Mesele 605: Önceki meselenin varsayımıyla cahil-i mukassırsa (suçlu cahil) öğrenme konusunda vurdumduymazlık yaptığı için günah işlemiştir ve hükmü anladıktan sonra vakit içinde namazını iade etmeli ve vakit dışında namazını kaza etmelidir.
Mesele 606: Yolculukta namazın hükmünü bilen, ama hükmün özelliklerinin bilinmesi konusunda cahil olması sebebiyle namazı tam kılan kimse farz ihtiyat gereği namazın vaktinde anlarsa namazını iade etmeli ve vaktin dışında anlarsa kaza etmelidir. Örneğin yolculukta namazın seferi kılınacağını bilen, ama on gün ikamet kastından sonra dört rekâtlı namazın kılınmasından önce kastından dönülmesi durumunda namazının seferi olduğunu bilmeyen kimsenin namazı tam kılması gibi.
Mesele 607: Yolculukta namazın hükmünün seferi olduğunu bilen, ama konu hakkındaki cehaleti sebebiyle namazını tam kılan kimse namazını iade etmelidir. Örneğin yolculukta namazın seferi olduğunu bilen, ama sekiz fersahlık belli bir yere gitmeyi kasteden, ancak o yere kadar yedi fersah olduğunu düşünerek namazını tam kılan kimsenin gerçek vazifesi namazını seferi kılmasıdır.

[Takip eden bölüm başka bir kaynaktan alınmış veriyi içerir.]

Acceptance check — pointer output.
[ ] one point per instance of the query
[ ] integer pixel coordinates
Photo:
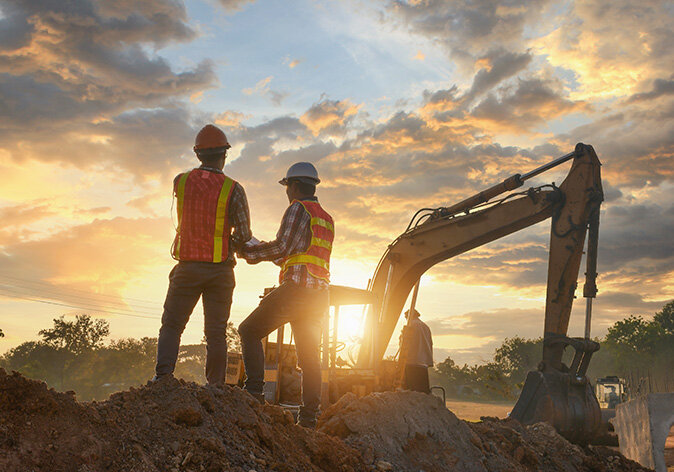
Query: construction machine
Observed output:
(557, 393)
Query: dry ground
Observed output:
(472, 411)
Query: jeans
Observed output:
(304, 309)
(188, 281)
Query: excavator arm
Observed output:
(443, 233)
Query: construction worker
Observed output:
(302, 249)
(416, 352)
(213, 220)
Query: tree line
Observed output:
(631, 346)
(73, 355)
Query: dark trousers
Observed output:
(415, 378)
(304, 309)
(187, 282)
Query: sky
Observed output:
(399, 104)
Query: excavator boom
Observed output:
(450, 231)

Mesele 608: Yolculukta namazın seferi kılınacağını veya yolculukta olduğunu unutan kimse namazını tam kılar da vaktinde hatırlarsa namazını iade etmelidir ve iade etmezse o namazın kazası farzdır. Anacak vakit sonrası hatırlarsa namazın kazası yoktur.
Mesele 609: Yolculukta vazifesinin namazı seferi kılmak olduğunu bilmeyen kimsenin namazı kaza olmuşsa ve vaktinden sonra hükmü anlarsa kaza namazını seferi kılmalıdır.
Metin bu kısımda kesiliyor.